There are different schools of thought on this.
Their original meaning is "placeholders for conversations".
A good way to think about a user story is that it is a reminder to have a conversation with your customer
In this sense yours is a valid user story.
Other people refer to the: "As a XXX, I want to YYY, so that ZZZ" format. This was developed by Connextra in 2001. In this sense your example isn't.
On the other hand, Mike Cohn suggests that the "value" is optional.
In my user stories book and in all my training and conference sessions on user stories I advocate writing user stories in the form of: “As a , I want so that .” While I consider the so-that clause optional, I really like this template.
This would make your example qualify as a story.
However, others like suggest the exact opposite, and put the value first: "In order to achieve ZZZ as a XXX, I want YYYY".
Elizabeth Keogh suggests that business value is more important than user role and presents a revised template for writing user stories, which she credits to Chris Matts. The traditional format emphasizes the importance of the user, mentioning them first.

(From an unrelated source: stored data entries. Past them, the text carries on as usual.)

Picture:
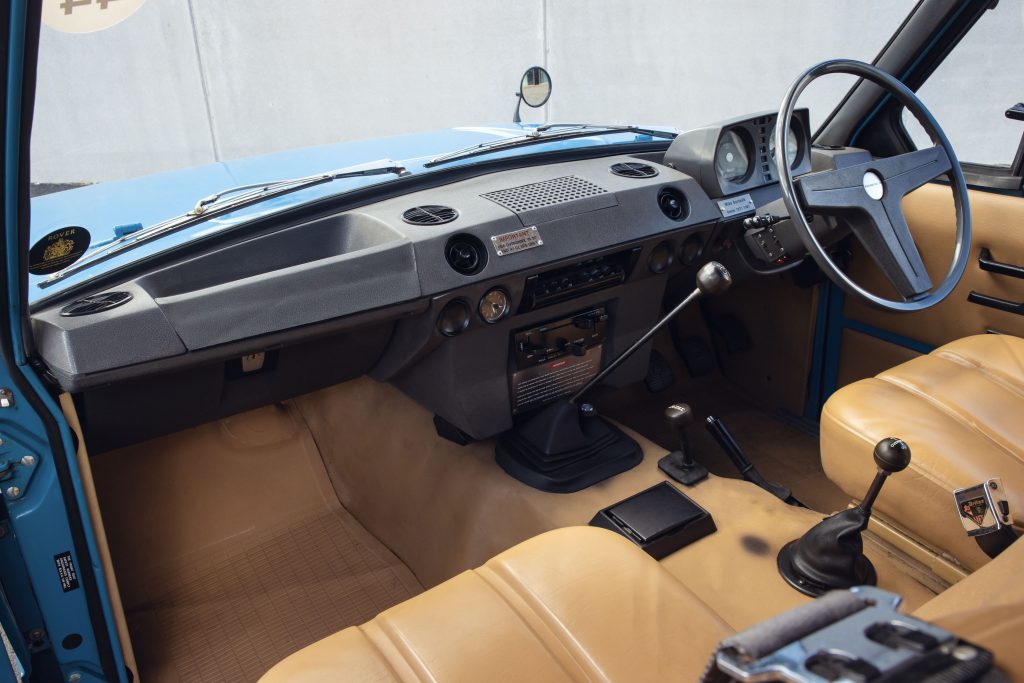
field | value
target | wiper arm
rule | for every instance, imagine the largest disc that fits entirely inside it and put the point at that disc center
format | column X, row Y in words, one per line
column 216, row 204
column 558, row 131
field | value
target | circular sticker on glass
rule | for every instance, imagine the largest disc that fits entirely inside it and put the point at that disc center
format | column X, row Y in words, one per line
column 58, row 250
column 87, row 15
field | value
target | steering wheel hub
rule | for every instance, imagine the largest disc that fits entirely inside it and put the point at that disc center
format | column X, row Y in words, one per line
column 868, row 198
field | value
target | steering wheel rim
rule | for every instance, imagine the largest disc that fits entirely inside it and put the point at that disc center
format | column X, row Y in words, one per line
column 906, row 266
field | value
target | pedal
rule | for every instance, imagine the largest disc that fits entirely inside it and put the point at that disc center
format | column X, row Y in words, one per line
column 659, row 375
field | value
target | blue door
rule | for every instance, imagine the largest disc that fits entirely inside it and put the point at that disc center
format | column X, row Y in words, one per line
column 54, row 607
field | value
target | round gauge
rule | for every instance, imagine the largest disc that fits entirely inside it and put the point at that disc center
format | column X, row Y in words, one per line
column 792, row 146
column 731, row 159
column 494, row 306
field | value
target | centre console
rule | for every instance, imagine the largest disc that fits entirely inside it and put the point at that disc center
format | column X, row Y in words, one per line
column 554, row 359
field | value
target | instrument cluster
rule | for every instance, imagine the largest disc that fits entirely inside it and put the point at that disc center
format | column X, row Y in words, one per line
column 738, row 155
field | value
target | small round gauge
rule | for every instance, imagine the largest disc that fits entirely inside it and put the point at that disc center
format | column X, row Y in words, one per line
column 731, row 159
column 494, row 306
column 792, row 146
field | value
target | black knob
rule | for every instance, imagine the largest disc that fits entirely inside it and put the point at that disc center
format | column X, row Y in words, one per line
column 679, row 417
column 892, row 455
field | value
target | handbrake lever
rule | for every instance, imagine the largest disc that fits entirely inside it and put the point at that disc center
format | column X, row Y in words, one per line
column 747, row 469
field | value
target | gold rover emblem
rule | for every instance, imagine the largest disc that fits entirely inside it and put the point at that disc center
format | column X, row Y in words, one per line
column 58, row 249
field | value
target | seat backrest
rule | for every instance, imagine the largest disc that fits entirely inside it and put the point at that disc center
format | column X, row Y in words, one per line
column 987, row 608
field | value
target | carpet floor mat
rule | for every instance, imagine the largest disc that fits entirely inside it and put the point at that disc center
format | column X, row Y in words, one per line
column 232, row 551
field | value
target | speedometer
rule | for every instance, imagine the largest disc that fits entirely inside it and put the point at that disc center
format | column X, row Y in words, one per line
column 731, row 159
column 792, row 146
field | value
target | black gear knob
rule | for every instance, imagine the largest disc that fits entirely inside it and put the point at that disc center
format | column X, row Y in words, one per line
column 679, row 417
column 892, row 455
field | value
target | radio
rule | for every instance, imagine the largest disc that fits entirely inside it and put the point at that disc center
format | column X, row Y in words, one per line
column 556, row 358
column 579, row 279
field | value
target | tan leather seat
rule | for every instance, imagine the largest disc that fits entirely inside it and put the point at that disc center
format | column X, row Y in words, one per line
column 961, row 409
column 573, row 604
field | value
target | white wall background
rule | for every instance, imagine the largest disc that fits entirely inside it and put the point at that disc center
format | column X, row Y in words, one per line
column 187, row 82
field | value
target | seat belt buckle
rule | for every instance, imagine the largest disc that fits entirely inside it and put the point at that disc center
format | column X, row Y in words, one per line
column 855, row 635
column 983, row 508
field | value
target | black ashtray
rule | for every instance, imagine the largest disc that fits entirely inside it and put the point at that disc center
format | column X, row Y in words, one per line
column 660, row 519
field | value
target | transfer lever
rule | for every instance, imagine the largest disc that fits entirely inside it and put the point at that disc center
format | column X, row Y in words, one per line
column 567, row 446
column 680, row 464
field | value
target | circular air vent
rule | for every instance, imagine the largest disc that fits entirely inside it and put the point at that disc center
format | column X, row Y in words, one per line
column 95, row 303
column 673, row 204
column 432, row 214
column 634, row 170
column 466, row 254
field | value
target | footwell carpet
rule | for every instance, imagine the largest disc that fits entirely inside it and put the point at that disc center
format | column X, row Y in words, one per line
column 232, row 551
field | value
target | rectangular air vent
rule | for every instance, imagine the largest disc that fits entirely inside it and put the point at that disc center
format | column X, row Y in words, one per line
column 544, row 194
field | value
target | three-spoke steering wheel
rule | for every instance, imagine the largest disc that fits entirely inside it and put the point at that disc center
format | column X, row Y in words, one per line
column 871, row 195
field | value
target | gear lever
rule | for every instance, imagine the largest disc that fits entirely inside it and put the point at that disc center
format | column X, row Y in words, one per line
column 680, row 464
column 830, row 555
column 567, row 446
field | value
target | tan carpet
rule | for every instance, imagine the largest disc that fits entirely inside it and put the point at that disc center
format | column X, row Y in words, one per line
column 232, row 550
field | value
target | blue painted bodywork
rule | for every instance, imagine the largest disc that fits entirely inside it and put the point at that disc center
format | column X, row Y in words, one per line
column 148, row 200
column 38, row 526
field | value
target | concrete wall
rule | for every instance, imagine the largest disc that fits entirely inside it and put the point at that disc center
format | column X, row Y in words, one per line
column 186, row 82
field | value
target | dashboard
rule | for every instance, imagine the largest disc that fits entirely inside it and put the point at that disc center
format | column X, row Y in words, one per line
column 481, row 299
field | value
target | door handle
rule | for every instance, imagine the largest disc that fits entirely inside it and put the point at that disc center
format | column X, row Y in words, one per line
column 986, row 262
column 995, row 302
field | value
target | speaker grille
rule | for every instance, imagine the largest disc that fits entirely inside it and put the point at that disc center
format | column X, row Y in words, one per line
column 544, row 194
column 432, row 214
column 95, row 303
column 634, row 170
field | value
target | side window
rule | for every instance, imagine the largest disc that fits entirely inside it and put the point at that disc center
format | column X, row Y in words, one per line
column 970, row 92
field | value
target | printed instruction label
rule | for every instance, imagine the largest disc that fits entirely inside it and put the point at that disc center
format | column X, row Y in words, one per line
column 517, row 241
column 66, row 570
column 735, row 205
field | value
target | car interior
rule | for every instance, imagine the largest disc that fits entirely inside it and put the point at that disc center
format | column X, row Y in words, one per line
column 573, row 416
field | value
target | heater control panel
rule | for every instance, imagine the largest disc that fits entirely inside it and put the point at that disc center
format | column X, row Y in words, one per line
column 556, row 358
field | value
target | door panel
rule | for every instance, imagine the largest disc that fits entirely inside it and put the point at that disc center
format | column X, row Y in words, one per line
column 998, row 225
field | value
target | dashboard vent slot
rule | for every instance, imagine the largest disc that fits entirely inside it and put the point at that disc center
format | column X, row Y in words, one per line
column 95, row 303
column 465, row 254
column 432, row 214
column 546, row 193
column 673, row 204
column 634, row 170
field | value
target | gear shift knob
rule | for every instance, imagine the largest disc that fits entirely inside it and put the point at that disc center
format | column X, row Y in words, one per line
column 680, row 464
column 892, row 455
column 679, row 417
column 713, row 278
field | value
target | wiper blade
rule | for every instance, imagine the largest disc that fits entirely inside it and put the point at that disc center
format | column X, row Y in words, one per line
column 545, row 133
column 216, row 205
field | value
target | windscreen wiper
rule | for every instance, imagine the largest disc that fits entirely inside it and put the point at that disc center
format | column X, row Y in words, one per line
column 545, row 133
column 220, row 203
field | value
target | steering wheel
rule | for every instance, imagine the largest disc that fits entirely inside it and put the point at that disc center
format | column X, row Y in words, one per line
column 870, row 196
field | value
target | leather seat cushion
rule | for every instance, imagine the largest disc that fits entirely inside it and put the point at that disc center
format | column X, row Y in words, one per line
column 573, row 604
column 961, row 409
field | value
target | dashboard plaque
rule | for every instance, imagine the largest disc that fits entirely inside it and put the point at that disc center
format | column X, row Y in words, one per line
column 735, row 206
column 517, row 241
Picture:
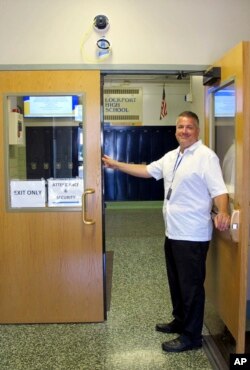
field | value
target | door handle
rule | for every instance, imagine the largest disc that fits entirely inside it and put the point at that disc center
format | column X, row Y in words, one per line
column 235, row 225
column 86, row 221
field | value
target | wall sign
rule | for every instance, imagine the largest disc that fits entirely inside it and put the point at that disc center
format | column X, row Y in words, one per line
column 123, row 106
column 28, row 193
column 65, row 192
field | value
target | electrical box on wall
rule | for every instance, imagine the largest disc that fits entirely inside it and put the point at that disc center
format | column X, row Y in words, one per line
column 16, row 129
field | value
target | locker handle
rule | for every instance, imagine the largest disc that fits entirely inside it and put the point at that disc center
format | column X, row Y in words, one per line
column 86, row 221
column 235, row 225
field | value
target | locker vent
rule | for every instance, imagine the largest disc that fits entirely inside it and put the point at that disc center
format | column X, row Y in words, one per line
column 123, row 106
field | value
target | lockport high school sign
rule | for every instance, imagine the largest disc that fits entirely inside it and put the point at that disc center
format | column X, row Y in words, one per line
column 123, row 106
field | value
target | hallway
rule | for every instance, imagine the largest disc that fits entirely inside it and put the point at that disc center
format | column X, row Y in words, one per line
column 139, row 299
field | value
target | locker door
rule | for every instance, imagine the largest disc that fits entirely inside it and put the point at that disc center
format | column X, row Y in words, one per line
column 121, row 155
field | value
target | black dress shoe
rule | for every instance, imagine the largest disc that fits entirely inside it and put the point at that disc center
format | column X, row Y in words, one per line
column 181, row 344
column 171, row 327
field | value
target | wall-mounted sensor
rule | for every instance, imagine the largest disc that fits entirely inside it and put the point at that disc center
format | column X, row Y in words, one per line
column 101, row 22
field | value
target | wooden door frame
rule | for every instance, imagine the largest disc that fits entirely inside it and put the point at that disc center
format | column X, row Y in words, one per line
column 235, row 65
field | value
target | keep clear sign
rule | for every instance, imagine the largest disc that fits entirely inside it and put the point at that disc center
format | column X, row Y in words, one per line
column 27, row 193
column 65, row 192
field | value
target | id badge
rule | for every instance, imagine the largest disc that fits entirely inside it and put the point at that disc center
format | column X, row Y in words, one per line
column 169, row 193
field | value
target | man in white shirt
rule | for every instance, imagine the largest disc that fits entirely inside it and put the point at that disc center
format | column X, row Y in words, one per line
column 193, row 183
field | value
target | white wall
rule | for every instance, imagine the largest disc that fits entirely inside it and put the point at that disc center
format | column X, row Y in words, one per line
column 175, row 99
column 160, row 32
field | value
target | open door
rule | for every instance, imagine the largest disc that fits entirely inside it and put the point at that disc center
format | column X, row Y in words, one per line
column 228, row 133
column 51, row 250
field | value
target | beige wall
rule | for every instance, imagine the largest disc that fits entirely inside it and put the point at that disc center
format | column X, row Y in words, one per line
column 162, row 32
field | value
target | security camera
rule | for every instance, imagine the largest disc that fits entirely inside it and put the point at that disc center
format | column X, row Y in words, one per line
column 101, row 22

The newly proposed variation switches the emphasis to the business value
Again, this disqualifies your story.
In XP, extreme programming:
User Stories are written by the customers as things that the system needs to do for them. They are similar to usage scenarios, except that they are not limited to describing a user interface. They are in the format of about three sentences of text written by the customer in the customers terminology without techno-syntax.
So they are free form and yours is OK.
In general, there is no predefined concept and whatever works for the current team is fine.